Argea publishes its 2025 Sustainability Report:
supply chain, decarbonisation and ecodesign at the heart of the Group’s strategy
From the Supply Chain Pact to emissions reduction targets: Italy’s leading private wine group reports tangible progress across its value chain
Milan, May 2026 – Argea presents its new 2025 Sustainability Report – Habitat, the document that reports on the progress of the Group’s ESG journey across four pillars – Direction, Supply Chain, Land and Talent – and reaffirms the integration of sustainability into its business strategy.
>In 2025, the Group strengthened its work across the supply chain: the Argea Wine Supply Chain Sustainability Pact now covers 60.5% of wine sourced from external suppliers, involving 28 wineries and 424 hours of audits. In addition, 88% of wine suppliers successfully completed the ESG qualification process, which assesses environmental, social and governance criteria.
>The Report also highlights progress in resource management: 100% of electricity from renewable sources, a reduction of more than 20% in waste generation, 89.3% of waste sent for recycling, and net water consumption reduced by approximately 24%.
>On the climate front, total emissions decreased by around 2.6% compared to 2024. Argea also obtained approval of its targets from the Science Based Targets initiative, committing to reduce emissions generated by business operations, purchased energy and the supply chain by 42% by 2030, and a Net-Zero target for 2050.
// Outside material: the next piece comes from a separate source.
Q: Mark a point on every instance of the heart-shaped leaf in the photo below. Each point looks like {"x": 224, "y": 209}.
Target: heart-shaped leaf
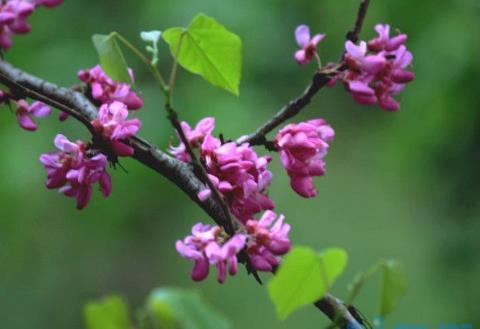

>Among the Group’s product-related initiatives, one of the most representative is Gualdo Romagna DOC Sangiovese Predappio Biosimbiotico by Poderi dal Nespoli – a practical example of biosymbiotic agriculture combined with ecodesign principles.
>100% of Argea sites are now certified according to international standards for quality, occupational health and safety, environment, food safety and sustainability.
From a social perspective, voluntary turnover fell to 5.2%, women now represent 34.7% of the workforce, and the WEPs score on gender equality increased from 36% to 40%.
“In a particularly complex context for the wine industry, marked by declining consumption, rising cost pressure, evolving consumption styles and growing attention to environmental impacts, Argea is consolidating its development model with data that relate not only to production sites, but to the entire value chain: vineyards, supplying wineries, suppliers, packaging, logistics, people and communities,” says Massimo Romani, CEO of Argea. “For Argea, sustainability means taking responsibility for the impact we generate and turning it into long-term positive value. With this objective, we have continued to reinforce our approach, keeping sustainability as a central axis of the Group’s industrial and strategic decisions. This Report is not a finishing point, but another step in an ongoing journey.”
A sustainability model for Italian wine
With Habitat 2025, Argea strengthens its positioning as an Italian wine group capable of combining industrial scale, strong territorial roots and increasingly rigorous impact measurement.
The Report outlines a model in which sustainability is not treated as a separate area from the business, but rather as an operational criterion running across the supply chain, production, packaging, markets, people and governance. An approach that views wine not simply as a product, but as a system of relationships between agriculture, enterprise, communities and shared responsibility.
“Talking about sustainability means making the traces of the way we do business legible: turning commitment into evidence, choices into results, principles into verifiable practices,” comments Michael Isnardi, Group QHSE & Sustainability Director at Argea. “In 2025, we worked to strengthen ESG governance, improve data quality, advance supplier qualification, pursue decarbonisation, and develop pilot projects capable of generating knowledge for the entire Group.”